Yukarıda tarih ve numarası yazılı Bölge Adliye Mahkemesince verilen kararın müddeti içinde temyizen tetkikinin borçlu tarafından istenmesi üzerine bu işle ilgili dosya daireye gönderilmiş olup, dava dosyası için Tetkik Hakimi ... tarafından düzenlenen rapor dinlendikten ve dosya içerisindeki tüm belgeler okunup incelendikten sonra işin gereği görüşülüp düşünüldü:

 

Genel haciz yolu ile ilamsız icra takibinde, borçlu şirket vekilinin icra mahkemesine başvurusunda ödeme emrinin usulsüz tebliğ edildiğini ileri sürerek tebliğ tarihinin öğrenme tarihi olarak düzeltilmesini, bu talepleri kabul edilmezse gecikmiş itirazlarının kabulünü talep ettiği, mahkemece şikayetin kabulüne davacıya gönderilen ödeme emri tebliğ tarihinin 02.10.2019 tarihi olarak düzeltilmesine karar verildiği, karara karşı alacaklı tarafından istinaf yoluna başvurulması üzerine Bölge Adliye Mahkemesince alacaklı vekilinin istinaf başvurusunun kabulü ile ilk derece mahkemesi kararının kaldırılmasına ve usulsüz tebligat şikayetinin reddine karar verildiği görülmektedir.

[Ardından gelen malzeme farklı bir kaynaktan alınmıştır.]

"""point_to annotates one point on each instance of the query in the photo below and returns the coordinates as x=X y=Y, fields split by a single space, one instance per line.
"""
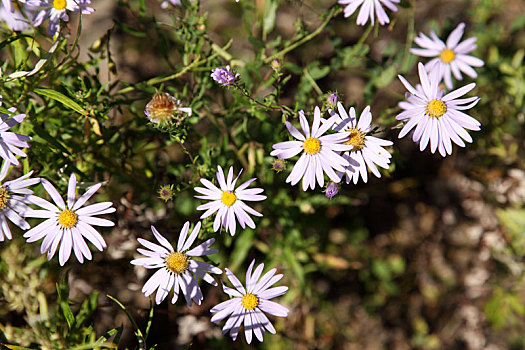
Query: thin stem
x=185 y=150
x=254 y=100
x=189 y=67
x=332 y=14
x=410 y=36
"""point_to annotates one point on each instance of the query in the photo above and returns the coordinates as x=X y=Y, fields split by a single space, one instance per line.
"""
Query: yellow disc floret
x=67 y=218
x=59 y=4
x=312 y=146
x=177 y=262
x=356 y=139
x=4 y=197
x=447 y=55
x=228 y=198
x=436 y=108
x=250 y=301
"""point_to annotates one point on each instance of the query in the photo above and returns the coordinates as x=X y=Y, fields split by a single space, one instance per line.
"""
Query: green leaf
x=58 y=96
x=269 y=17
x=243 y=243
x=129 y=30
x=296 y=267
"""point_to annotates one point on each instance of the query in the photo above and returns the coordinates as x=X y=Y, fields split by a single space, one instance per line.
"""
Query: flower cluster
x=224 y=76
x=344 y=145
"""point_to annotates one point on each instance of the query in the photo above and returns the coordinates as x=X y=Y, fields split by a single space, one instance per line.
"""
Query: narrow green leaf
x=58 y=96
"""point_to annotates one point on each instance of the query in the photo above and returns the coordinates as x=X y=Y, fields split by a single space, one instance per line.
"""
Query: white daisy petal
x=229 y=197
x=442 y=120
x=176 y=267
x=249 y=308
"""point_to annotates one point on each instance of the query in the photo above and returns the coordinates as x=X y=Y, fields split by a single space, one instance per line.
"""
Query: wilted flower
x=332 y=189
x=279 y=165
x=10 y=141
x=163 y=107
x=437 y=117
x=166 y=192
x=450 y=58
x=68 y=225
x=224 y=76
x=332 y=99
x=13 y=200
x=56 y=10
x=175 y=268
x=250 y=305
x=368 y=7
x=320 y=154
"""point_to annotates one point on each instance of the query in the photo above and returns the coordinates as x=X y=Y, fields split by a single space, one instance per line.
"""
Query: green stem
x=189 y=67
x=332 y=14
x=254 y=100
x=410 y=36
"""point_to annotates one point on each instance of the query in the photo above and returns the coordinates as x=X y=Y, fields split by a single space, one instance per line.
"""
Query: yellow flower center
x=312 y=146
x=177 y=262
x=67 y=218
x=59 y=4
x=447 y=55
x=436 y=108
x=4 y=197
x=250 y=301
x=356 y=139
x=228 y=198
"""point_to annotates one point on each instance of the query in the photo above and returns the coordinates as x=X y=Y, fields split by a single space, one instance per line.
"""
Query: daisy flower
x=227 y=201
x=56 y=10
x=451 y=57
x=13 y=200
x=437 y=117
x=250 y=304
x=69 y=224
x=177 y=268
x=8 y=5
x=10 y=141
x=367 y=10
x=321 y=153
x=367 y=150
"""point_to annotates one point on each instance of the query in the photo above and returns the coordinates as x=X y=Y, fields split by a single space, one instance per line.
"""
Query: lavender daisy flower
x=321 y=153
x=177 y=268
x=13 y=200
x=227 y=201
x=10 y=141
x=451 y=57
x=224 y=76
x=56 y=10
x=69 y=224
x=332 y=189
x=367 y=10
x=8 y=5
x=332 y=100
x=367 y=150
x=437 y=117
x=250 y=305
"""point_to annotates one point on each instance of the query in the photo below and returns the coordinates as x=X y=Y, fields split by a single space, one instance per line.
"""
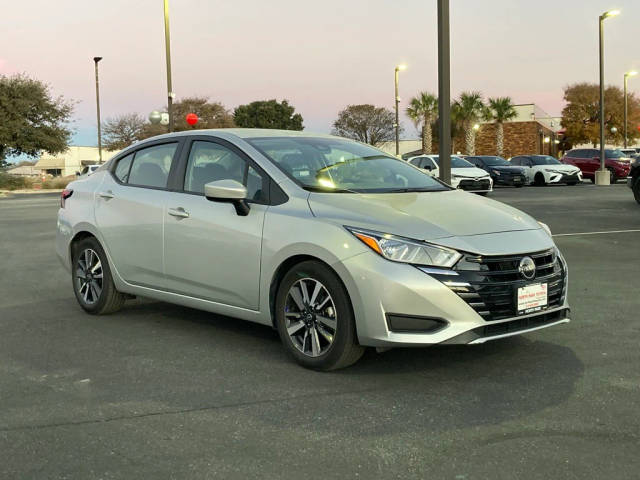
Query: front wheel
x=314 y=318
x=636 y=189
x=92 y=282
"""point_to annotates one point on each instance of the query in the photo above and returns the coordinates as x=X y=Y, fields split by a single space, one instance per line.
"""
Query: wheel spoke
x=295 y=327
x=324 y=302
x=329 y=322
x=328 y=337
x=97 y=266
x=314 y=295
x=294 y=293
x=315 y=342
x=305 y=293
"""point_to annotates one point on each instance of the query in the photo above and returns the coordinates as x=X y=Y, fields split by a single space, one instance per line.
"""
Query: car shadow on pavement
x=404 y=389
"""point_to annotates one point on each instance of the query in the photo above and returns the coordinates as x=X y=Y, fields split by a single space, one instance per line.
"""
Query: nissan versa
x=336 y=244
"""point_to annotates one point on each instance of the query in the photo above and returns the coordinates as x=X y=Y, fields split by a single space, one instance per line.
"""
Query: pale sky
x=321 y=56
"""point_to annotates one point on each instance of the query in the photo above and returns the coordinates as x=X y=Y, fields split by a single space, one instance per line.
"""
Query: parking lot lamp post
x=167 y=46
x=397 y=100
x=626 y=77
x=602 y=175
x=95 y=61
x=444 y=92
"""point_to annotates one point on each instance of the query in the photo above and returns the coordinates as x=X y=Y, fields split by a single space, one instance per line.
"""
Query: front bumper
x=381 y=289
x=473 y=184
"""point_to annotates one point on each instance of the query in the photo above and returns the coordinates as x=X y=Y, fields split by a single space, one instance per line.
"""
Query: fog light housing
x=414 y=324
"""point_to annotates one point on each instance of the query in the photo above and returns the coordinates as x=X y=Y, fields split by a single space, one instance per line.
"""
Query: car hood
x=506 y=168
x=558 y=168
x=424 y=215
x=469 y=172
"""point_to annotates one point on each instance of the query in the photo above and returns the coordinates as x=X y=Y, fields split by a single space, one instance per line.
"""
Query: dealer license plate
x=531 y=298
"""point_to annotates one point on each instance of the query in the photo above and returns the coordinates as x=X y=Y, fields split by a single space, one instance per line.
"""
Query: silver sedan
x=334 y=243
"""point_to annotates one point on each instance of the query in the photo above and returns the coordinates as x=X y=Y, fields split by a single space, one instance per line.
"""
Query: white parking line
x=595 y=233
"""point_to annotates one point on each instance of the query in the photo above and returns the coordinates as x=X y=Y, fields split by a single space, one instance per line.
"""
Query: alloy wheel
x=89 y=276
x=310 y=317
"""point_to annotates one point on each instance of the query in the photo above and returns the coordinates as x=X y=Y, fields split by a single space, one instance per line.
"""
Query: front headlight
x=546 y=228
x=405 y=250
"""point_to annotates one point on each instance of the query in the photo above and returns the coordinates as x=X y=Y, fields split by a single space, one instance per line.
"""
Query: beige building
x=71 y=161
x=24 y=171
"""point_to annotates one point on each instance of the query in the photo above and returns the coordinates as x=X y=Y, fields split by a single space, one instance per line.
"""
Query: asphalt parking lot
x=161 y=391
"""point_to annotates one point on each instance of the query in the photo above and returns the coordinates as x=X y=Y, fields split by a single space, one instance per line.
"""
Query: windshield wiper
x=312 y=188
x=416 y=189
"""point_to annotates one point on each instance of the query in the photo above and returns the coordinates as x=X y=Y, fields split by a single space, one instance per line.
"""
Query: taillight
x=66 y=193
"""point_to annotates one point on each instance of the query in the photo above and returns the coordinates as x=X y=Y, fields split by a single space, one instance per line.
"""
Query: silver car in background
x=334 y=243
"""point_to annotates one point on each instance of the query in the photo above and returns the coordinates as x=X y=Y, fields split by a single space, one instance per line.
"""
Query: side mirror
x=228 y=191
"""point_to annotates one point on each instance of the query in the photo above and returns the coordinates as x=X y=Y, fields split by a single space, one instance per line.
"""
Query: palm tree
x=423 y=110
x=501 y=110
x=469 y=109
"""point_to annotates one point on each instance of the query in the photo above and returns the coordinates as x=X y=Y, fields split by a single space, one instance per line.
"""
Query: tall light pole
x=444 y=92
x=626 y=76
x=167 y=46
x=602 y=176
x=397 y=125
x=95 y=61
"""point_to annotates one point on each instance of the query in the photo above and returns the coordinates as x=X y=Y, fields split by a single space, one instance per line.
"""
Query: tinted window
x=340 y=165
x=544 y=160
x=456 y=162
x=210 y=162
x=151 y=166
x=123 y=167
x=493 y=161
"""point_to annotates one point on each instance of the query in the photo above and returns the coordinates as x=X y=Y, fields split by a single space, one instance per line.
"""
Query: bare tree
x=123 y=130
x=366 y=123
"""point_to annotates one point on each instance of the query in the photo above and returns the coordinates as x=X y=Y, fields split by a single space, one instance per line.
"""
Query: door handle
x=108 y=195
x=178 y=212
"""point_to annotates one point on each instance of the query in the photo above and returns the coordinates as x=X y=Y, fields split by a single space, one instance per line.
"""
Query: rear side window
x=123 y=167
x=151 y=166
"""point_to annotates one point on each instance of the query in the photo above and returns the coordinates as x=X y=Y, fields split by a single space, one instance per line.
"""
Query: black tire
x=636 y=189
x=344 y=349
x=108 y=300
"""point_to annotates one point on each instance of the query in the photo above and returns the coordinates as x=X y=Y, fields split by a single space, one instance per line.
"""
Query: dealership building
x=73 y=160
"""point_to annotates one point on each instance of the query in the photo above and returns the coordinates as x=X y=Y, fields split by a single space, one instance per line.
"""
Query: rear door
x=210 y=251
x=129 y=210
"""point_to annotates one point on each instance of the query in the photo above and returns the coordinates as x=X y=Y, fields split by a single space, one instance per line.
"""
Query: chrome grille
x=488 y=283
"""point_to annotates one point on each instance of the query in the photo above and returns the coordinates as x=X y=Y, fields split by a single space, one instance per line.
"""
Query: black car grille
x=471 y=184
x=489 y=283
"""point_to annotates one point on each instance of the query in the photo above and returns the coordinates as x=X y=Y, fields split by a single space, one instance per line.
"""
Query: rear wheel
x=92 y=282
x=314 y=318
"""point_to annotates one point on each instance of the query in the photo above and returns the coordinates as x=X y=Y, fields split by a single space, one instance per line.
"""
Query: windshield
x=495 y=161
x=544 y=160
x=456 y=162
x=337 y=165
x=610 y=153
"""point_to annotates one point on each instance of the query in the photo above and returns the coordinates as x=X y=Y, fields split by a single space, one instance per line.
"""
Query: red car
x=588 y=160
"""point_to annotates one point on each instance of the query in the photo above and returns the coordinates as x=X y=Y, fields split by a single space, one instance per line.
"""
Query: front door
x=210 y=251
x=129 y=213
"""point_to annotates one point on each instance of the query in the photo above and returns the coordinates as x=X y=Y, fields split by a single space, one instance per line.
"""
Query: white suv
x=464 y=175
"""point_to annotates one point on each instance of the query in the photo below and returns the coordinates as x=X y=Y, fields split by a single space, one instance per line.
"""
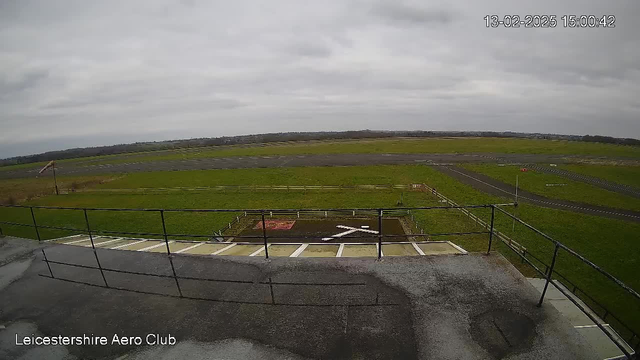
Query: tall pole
x=264 y=236
x=379 y=234
x=513 y=225
x=493 y=215
x=55 y=182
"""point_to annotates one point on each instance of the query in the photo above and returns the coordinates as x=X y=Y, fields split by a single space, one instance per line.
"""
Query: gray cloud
x=401 y=12
x=77 y=73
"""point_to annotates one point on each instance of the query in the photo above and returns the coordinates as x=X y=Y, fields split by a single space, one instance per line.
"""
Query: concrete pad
x=117 y=243
x=438 y=249
x=571 y=312
x=174 y=246
x=76 y=242
x=399 y=250
x=418 y=307
x=67 y=240
x=360 y=251
x=206 y=249
x=603 y=346
x=142 y=245
x=320 y=251
x=241 y=250
x=282 y=250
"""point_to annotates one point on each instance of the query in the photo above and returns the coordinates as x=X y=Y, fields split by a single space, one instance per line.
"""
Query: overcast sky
x=88 y=73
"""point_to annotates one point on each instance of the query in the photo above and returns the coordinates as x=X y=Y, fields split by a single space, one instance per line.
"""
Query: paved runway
x=495 y=187
x=245 y=162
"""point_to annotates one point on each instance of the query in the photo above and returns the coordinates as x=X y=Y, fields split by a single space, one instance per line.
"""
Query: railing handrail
x=574 y=253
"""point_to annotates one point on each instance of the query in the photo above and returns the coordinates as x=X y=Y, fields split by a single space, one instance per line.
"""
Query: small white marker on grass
x=340 y=250
x=299 y=250
x=155 y=246
x=224 y=249
x=415 y=246
x=125 y=245
x=259 y=250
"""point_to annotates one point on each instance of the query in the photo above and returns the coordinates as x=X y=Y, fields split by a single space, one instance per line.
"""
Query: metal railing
x=379 y=213
x=633 y=340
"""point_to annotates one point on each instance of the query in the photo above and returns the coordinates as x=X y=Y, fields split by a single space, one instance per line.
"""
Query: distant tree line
x=291 y=136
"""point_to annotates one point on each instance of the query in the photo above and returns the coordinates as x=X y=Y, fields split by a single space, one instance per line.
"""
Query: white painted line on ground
x=340 y=235
x=125 y=245
x=588 y=326
x=104 y=242
x=417 y=249
x=155 y=246
x=259 y=250
x=463 y=251
x=299 y=250
x=65 y=237
x=340 y=250
x=76 y=241
x=381 y=252
x=224 y=249
x=357 y=229
x=188 y=248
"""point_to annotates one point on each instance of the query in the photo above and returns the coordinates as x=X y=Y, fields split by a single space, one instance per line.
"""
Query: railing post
x=35 y=225
x=379 y=234
x=166 y=243
x=264 y=236
x=93 y=246
x=493 y=215
x=47 y=261
x=549 y=274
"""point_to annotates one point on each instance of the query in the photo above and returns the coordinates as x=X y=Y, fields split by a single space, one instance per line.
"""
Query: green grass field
x=626 y=175
x=535 y=182
x=607 y=242
x=398 y=146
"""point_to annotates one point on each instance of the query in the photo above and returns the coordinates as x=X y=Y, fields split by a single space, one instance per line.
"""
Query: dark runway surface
x=428 y=307
x=291 y=161
x=314 y=231
x=495 y=187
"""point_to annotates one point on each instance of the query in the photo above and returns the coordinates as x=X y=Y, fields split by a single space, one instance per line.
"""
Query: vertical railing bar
x=93 y=246
x=493 y=215
x=264 y=236
x=166 y=243
x=549 y=274
x=47 y=261
x=273 y=299
x=35 y=224
x=379 y=234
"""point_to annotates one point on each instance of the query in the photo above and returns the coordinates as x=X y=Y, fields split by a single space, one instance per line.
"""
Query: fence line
x=549 y=270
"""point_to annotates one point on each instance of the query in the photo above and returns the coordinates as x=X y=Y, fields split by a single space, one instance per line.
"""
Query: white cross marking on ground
x=350 y=230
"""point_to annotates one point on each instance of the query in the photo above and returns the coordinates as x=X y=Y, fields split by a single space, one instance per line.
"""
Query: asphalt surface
x=495 y=187
x=427 y=307
x=248 y=162
x=601 y=183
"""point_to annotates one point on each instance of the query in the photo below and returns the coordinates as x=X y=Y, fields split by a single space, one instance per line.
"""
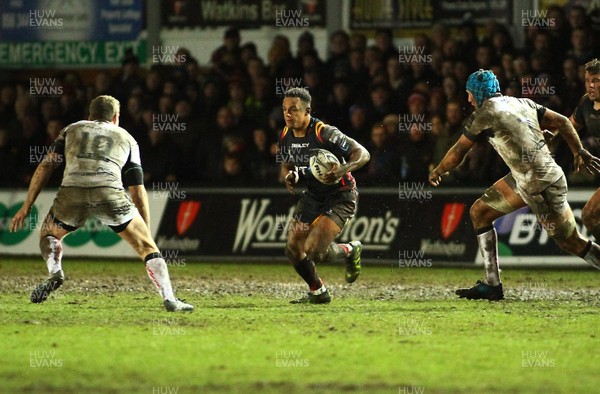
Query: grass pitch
x=396 y=330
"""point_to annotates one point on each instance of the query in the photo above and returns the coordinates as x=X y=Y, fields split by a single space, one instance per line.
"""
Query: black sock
x=307 y=270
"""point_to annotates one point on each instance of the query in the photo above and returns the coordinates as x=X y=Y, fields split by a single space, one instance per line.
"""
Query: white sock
x=53 y=254
x=593 y=255
x=159 y=275
x=320 y=290
x=488 y=244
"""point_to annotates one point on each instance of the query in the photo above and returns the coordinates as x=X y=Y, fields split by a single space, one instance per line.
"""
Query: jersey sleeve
x=539 y=109
x=578 y=113
x=335 y=140
x=132 y=173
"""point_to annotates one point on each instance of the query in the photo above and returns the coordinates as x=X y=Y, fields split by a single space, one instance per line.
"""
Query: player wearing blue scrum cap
x=513 y=126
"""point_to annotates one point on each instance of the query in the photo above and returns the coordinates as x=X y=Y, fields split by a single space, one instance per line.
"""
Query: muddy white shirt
x=511 y=125
x=95 y=153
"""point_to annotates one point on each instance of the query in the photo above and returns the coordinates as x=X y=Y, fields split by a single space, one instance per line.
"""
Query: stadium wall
x=412 y=226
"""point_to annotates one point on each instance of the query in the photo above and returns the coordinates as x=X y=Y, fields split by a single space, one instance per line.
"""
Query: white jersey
x=511 y=125
x=95 y=153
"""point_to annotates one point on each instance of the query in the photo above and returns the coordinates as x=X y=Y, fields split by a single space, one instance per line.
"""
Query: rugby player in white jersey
x=513 y=126
x=100 y=159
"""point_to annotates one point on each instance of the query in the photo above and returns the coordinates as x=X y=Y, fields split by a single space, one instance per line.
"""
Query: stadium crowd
x=217 y=124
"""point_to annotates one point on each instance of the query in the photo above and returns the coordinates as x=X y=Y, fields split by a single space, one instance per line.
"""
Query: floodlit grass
x=394 y=331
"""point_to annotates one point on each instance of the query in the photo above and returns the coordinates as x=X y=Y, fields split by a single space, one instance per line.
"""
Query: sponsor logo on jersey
x=451 y=217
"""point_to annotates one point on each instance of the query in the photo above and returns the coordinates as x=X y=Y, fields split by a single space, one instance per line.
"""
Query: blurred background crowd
x=217 y=124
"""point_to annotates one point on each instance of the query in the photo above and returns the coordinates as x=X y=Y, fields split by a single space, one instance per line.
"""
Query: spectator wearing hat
x=231 y=46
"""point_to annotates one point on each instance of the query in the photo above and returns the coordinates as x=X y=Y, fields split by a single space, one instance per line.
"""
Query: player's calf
x=590 y=216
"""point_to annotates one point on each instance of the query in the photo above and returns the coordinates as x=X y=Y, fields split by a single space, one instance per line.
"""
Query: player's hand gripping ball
x=321 y=162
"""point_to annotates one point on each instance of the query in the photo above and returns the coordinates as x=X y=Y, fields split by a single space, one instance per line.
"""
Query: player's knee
x=316 y=254
x=478 y=212
x=50 y=245
x=292 y=252
x=589 y=216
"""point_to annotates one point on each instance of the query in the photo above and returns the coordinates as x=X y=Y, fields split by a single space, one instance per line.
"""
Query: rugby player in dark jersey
x=323 y=209
x=513 y=126
x=586 y=118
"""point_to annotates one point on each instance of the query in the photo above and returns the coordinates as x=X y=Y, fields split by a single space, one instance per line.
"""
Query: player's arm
x=356 y=155
x=289 y=175
x=40 y=178
x=453 y=158
x=565 y=127
x=132 y=176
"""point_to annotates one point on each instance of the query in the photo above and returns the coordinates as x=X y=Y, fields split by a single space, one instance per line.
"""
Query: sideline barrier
x=93 y=240
x=412 y=226
x=408 y=226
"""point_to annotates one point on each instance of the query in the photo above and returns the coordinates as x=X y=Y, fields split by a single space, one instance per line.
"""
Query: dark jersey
x=296 y=151
x=587 y=118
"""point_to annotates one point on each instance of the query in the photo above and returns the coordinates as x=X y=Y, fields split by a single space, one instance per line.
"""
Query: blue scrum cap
x=483 y=84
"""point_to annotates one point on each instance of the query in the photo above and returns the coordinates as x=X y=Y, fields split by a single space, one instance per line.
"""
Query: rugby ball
x=321 y=161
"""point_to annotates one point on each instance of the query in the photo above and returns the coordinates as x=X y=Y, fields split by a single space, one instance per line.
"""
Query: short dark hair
x=104 y=108
x=300 y=93
x=593 y=66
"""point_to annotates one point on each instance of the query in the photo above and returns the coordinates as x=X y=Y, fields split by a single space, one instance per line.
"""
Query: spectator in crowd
x=360 y=87
x=384 y=41
x=160 y=159
x=259 y=158
x=359 y=129
x=582 y=50
x=382 y=169
x=227 y=58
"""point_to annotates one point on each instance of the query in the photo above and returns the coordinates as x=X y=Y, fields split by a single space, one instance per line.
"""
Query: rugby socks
x=159 y=275
x=488 y=245
x=51 y=248
x=337 y=251
x=307 y=270
x=591 y=254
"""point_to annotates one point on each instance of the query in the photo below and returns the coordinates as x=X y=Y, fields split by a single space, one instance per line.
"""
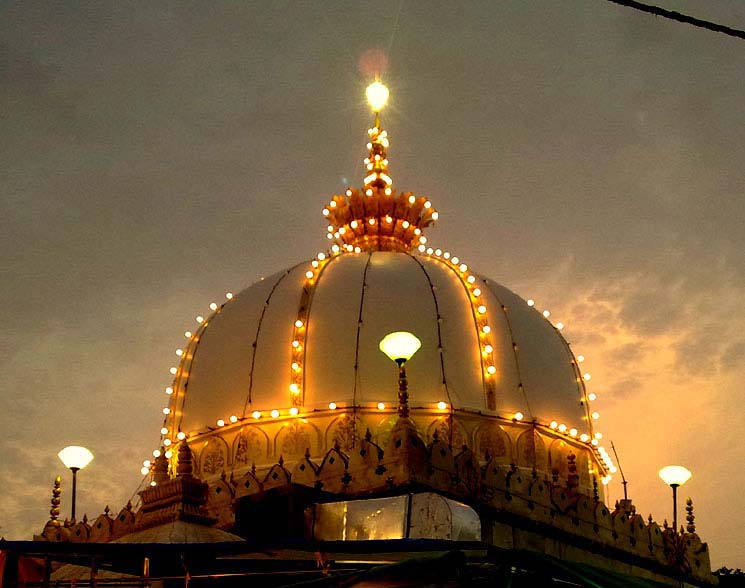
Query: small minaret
x=691 y=527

Hükmi şahıslara ne şekilde tebligat yapılacağı 7201 Sayılı Tebligat Kanunu'nun 12 ve 13. maddelerinde belirlenmiştir. Borçlu şirketin tebligat adresinin, ticaret sicilinde kayıtlı adresi olması ve tevziat saatlerinde kapalı bulunması veya tebligatın alınmasından imtina edilmesi halinde, bu adrese 7201 Sayılı Tebligat Kanunu'nun 21/1. ya da 35/4. maddelerine göre tebligatın yapılması gerekir.

Dairemizin yerleşik içtihatlarına göre tüzel kişiler adına ticaret sicilindeki adreslerine gönderilen tebligatın, Tebligat Kanunu'nun 21/1. maddesine göre yapılmış olması halinde tebliğ memurunun, Tebligat Yönetmeliği'nin 30 ve 31. maddelerindeki koşulları araştırmasına gerek yoktur. Zira, muhatabın adreste bulunmaması halinde, bunun nedeninin araştırılması ve tevziat saatinden sonra adrese dönüp dönmeyeceğinin tespit edilmesi gerçek kişiler yönünden zorunlu olup, hükmi şahısların sıfatı ve niteliği itibari ile böyle bir araştırmanın yapılmamış olması, tebligatın usulsüzlüğü sonucunu doğurmaz. Ancak, Kanunun 21/1.maddesine göre tebligat yapılması halinde, tebliğ memuru, tebliğ evrakını tesellüm edenin adresini ihtiva eden ihbarnameyi gösterilen adresteki binanın kapısına yapıştırmakla beraber, adreste bulunmama halinde, tebliğ olunacak şahsa keyfiyetin haber verilmesini de, mümkün oldukça en yakın komşularından birine, varsa yönetici veya kapıcıya da bildirir.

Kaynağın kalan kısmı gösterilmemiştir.